Building The Perfect Webcomic

Hey, look at that! Server all migrated and we’re back in business, just in time for me to write an entry before things consume my evening (none of which, sadly, involve the drinking of beer). A quick scan of the internets reveals that Goats, megaGAMERZ, Real Life, and Oh No Robot! have also made the transition safely.
(Edit: Slight delay getting graphics to load. Picture to be added up there shortly Added.)

So, something PJ wrote got me to thinking about what makes for a good webcomic — archives that you can easily (and freely) navigate are the key advantage of webcomics over their print brethren, despite certain business models to the contrary. Jeff once remarked on the importance of infrastructure, including navigation, forum, and blurb space. And I’ve written about the importance of legibility in artwork. But what else is necessary for a really good webcomic?

A quick scan of popular comics reveals that, much like there are essential elements to country/western songs (booze, death, adultery, Jesus, a train, and/or a truck), certain themes may be considered critical for webcomickin’ success; they appear to include:

  • pixels
  • pretty people talking
  • ninjas
  • cute fuzzy animals
  • video games

Think of it! All of your big-time webcomics feature at least one of these. We may logically infer that a pixel comic of a fuzzy animal ninja that talks about videogames with its pretty friends is destined for megasuccess … it’s scientific! Dinosaurs would be good too, but that’s closed territory, my friend. Try to encroach, and you’ll get stomped. Even now, highly trained Disney™ Fungineers© are reading this, plotting to extend their dominance, coming for your children. In the meantime, Fleen welcomes your suggestions for comics that fulfill at least three of the Criteria of Wonderfulness.
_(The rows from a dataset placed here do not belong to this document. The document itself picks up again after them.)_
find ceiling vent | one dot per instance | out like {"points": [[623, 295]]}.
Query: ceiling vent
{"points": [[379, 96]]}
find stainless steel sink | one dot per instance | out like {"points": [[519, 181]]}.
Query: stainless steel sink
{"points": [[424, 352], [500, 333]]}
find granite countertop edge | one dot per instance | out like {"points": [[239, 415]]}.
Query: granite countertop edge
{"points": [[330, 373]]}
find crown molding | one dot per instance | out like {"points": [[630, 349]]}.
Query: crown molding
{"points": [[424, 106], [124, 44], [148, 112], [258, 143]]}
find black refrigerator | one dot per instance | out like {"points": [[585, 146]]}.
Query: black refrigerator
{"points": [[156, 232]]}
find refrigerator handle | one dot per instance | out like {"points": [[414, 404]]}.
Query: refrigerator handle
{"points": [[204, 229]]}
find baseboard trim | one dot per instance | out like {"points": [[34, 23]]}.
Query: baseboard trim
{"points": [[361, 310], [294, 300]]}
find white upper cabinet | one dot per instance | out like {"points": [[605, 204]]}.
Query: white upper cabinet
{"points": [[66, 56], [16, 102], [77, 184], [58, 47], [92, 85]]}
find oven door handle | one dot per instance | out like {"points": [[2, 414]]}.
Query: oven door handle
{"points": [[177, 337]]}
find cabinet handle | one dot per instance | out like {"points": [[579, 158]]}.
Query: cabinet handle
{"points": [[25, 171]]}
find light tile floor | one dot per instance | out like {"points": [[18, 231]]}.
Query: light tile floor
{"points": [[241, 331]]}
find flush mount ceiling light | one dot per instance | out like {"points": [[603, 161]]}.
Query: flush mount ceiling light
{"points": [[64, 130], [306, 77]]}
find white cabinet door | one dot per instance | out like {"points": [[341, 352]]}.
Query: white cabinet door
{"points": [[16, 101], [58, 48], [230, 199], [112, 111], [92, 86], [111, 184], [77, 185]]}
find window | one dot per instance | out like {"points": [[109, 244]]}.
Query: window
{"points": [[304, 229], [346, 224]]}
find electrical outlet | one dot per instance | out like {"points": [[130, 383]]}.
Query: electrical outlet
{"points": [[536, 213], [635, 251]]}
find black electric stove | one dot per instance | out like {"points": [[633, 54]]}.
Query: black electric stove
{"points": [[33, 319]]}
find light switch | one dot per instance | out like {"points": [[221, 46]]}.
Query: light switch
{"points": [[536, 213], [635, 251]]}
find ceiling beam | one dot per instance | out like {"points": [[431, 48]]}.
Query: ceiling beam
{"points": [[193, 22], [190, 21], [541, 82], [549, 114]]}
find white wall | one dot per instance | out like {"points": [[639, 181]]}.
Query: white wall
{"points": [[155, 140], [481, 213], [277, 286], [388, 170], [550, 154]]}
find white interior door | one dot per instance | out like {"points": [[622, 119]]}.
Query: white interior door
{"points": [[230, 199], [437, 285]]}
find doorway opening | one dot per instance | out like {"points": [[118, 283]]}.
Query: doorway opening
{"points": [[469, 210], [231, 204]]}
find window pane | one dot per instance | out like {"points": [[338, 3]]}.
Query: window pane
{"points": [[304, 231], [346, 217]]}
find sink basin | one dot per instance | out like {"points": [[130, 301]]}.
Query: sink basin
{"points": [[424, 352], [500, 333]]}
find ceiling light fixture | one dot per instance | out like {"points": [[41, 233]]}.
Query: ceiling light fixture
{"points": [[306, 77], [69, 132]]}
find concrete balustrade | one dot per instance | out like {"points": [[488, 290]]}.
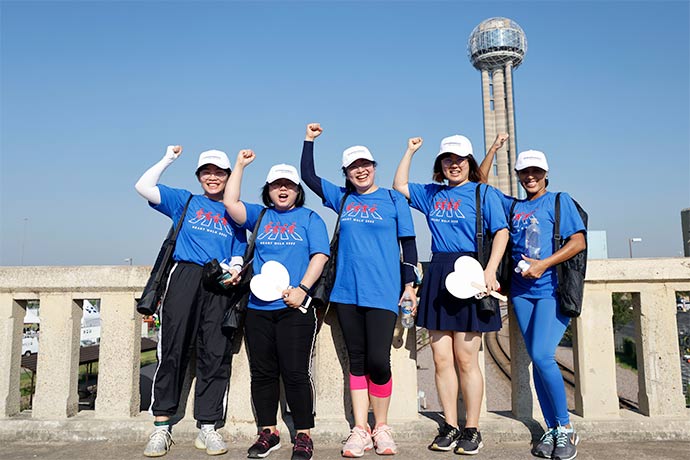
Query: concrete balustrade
{"points": [[61, 290]]}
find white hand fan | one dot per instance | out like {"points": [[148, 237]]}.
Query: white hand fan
{"points": [[467, 280], [271, 282]]}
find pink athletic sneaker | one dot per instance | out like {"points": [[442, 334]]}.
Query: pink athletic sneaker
{"points": [[357, 443], [383, 440]]}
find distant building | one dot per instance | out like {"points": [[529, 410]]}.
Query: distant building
{"points": [[596, 244]]}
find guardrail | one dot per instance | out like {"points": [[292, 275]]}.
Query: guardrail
{"points": [[61, 291]]}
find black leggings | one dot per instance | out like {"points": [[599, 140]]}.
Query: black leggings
{"points": [[368, 334], [280, 345]]}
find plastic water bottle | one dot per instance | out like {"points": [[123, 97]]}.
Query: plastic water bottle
{"points": [[522, 266], [532, 236], [407, 319]]}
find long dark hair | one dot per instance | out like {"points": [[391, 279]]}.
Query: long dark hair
{"points": [[475, 174], [349, 188], [299, 202]]}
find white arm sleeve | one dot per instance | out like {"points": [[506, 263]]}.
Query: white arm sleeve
{"points": [[147, 185]]}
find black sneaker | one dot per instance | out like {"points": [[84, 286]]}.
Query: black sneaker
{"points": [[566, 440], [447, 438], [268, 442], [469, 443], [303, 448], [544, 447]]}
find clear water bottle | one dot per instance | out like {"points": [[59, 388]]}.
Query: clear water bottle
{"points": [[521, 266], [407, 319], [532, 236]]}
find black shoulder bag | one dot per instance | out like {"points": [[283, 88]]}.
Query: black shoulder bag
{"points": [[321, 291], [155, 287], [233, 320], [487, 305], [571, 273]]}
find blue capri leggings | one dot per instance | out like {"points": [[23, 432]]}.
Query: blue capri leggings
{"points": [[542, 325]]}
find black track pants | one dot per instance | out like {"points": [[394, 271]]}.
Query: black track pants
{"points": [[280, 345], [191, 316]]}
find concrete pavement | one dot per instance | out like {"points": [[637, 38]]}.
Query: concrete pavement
{"points": [[588, 450]]}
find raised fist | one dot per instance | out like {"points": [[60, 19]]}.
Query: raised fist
{"points": [[246, 156], [173, 151], [501, 139], [414, 143], [314, 130]]}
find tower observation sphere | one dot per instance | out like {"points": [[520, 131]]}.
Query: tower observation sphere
{"points": [[495, 42]]}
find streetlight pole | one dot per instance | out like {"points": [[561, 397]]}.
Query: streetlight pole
{"points": [[21, 258], [631, 241]]}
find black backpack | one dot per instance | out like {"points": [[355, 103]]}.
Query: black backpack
{"points": [[571, 273]]}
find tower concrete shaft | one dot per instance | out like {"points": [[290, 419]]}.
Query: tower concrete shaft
{"points": [[499, 117]]}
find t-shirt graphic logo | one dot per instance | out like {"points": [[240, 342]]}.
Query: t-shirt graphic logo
{"points": [[521, 220], [277, 231], [211, 220], [447, 208], [363, 211]]}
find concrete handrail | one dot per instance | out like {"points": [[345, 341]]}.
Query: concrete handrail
{"points": [[61, 291]]}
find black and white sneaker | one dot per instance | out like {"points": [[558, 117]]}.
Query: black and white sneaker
{"points": [[303, 448], [566, 440], [447, 438], [544, 447], [267, 442], [469, 443]]}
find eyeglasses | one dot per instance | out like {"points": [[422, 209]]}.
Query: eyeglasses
{"points": [[450, 161], [220, 174], [363, 165]]}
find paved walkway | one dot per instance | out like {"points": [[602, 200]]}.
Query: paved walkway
{"points": [[657, 450]]}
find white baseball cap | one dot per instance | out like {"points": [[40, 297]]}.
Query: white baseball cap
{"points": [[282, 171], [214, 157], [531, 158], [459, 145], [354, 153]]}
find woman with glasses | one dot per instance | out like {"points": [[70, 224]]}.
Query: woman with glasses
{"points": [[191, 313], [374, 224], [280, 332], [533, 291], [455, 325]]}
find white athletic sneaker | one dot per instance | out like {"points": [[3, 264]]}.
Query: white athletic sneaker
{"points": [[159, 443], [212, 441]]}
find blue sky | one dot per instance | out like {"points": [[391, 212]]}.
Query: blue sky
{"points": [[93, 92]]}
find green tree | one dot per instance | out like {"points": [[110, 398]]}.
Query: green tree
{"points": [[622, 309]]}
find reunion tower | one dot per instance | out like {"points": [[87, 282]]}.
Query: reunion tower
{"points": [[496, 47]]}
So *that’s* my problem. No pixels, no pretty people, no cute fuzzy animals, only occasional mention of video games and not one goddamned ninja.
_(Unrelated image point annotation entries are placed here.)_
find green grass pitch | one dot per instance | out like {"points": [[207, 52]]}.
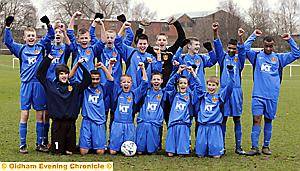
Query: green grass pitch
{"points": [[285, 143]]}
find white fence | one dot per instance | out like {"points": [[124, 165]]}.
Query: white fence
{"points": [[290, 68]]}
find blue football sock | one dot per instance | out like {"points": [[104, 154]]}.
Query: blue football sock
{"points": [[255, 135], [238, 133], [46, 130], [39, 132], [23, 133], [267, 133]]}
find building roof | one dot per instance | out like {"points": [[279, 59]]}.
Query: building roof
{"points": [[195, 14]]}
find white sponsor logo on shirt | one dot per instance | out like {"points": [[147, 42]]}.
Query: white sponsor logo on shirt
{"points": [[93, 99]]}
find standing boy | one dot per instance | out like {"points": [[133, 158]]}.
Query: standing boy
{"points": [[267, 76], [235, 56], [31, 93]]}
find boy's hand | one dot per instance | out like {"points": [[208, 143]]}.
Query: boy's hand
{"points": [[184, 42], [45, 20], [112, 61], [98, 21], [126, 24], [141, 65], [156, 49], [77, 14], [230, 67], [50, 56], [121, 18], [241, 32], [257, 32], [81, 60], [215, 26], [98, 15], [9, 20], [99, 65], [286, 36], [181, 68], [171, 20], [175, 63], [207, 46], [149, 60]]}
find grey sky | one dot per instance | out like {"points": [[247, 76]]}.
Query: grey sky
{"points": [[166, 8]]}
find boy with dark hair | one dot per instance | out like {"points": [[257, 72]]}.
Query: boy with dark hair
{"points": [[209, 138], [162, 42], [235, 56], [150, 118], [93, 132], [83, 49], [133, 56], [267, 75], [63, 100], [125, 101], [31, 93], [180, 97]]}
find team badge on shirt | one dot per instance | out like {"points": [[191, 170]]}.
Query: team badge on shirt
{"points": [[214, 99], [236, 59], [186, 97], [70, 88], [36, 51], [274, 59], [97, 91], [165, 57], [158, 97], [88, 52], [114, 54]]}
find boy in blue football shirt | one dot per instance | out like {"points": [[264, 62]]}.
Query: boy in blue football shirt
{"points": [[83, 49], [133, 56], [209, 138], [31, 93], [93, 132], [235, 56], [180, 97], [267, 67], [125, 101]]}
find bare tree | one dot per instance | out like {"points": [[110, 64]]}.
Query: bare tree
{"points": [[259, 15], [289, 11], [23, 11], [140, 11]]}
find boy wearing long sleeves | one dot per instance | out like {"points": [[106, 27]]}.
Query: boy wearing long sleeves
{"points": [[267, 68], [235, 56], [209, 139], [31, 91], [63, 104]]}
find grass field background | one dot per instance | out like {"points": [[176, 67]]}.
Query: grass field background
{"points": [[285, 143]]}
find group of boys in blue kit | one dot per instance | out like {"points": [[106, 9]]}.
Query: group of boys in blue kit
{"points": [[99, 85]]}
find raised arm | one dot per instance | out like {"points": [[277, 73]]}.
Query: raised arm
{"points": [[142, 88], [86, 81], [287, 58], [225, 94], [105, 70], [43, 68], [218, 44], [8, 38], [241, 47], [46, 40], [180, 34], [251, 54], [210, 59]]}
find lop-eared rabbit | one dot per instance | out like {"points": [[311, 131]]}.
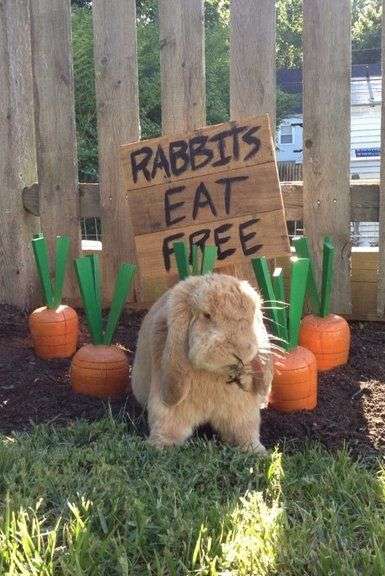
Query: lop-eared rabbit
{"points": [[203, 356]]}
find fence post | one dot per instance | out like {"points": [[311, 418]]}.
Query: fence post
{"points": [[181, 24], [252, 63], [252, 70], [381, 255], [116, 80], [17, 156], [55, 125], [326, 171]]}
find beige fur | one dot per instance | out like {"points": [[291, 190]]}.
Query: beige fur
{"points": [[201, 334]]}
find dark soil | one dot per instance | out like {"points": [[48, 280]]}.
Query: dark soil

I’m going to have to re-think my entire approach.

Yeah, Chris, you’d think that in ten years of pulling in readers you’d’ve seen this for yourself.

Next week Help Desk introduces an ultra-sexy female tech support employee with a highly-trained but absolutely adorable ninja polar bear who is addicted to World of Warcraft.

Can I substitute a pirate for a ninja and still be successful in webcomics?

I’ll never be big-time. I like vampire stories.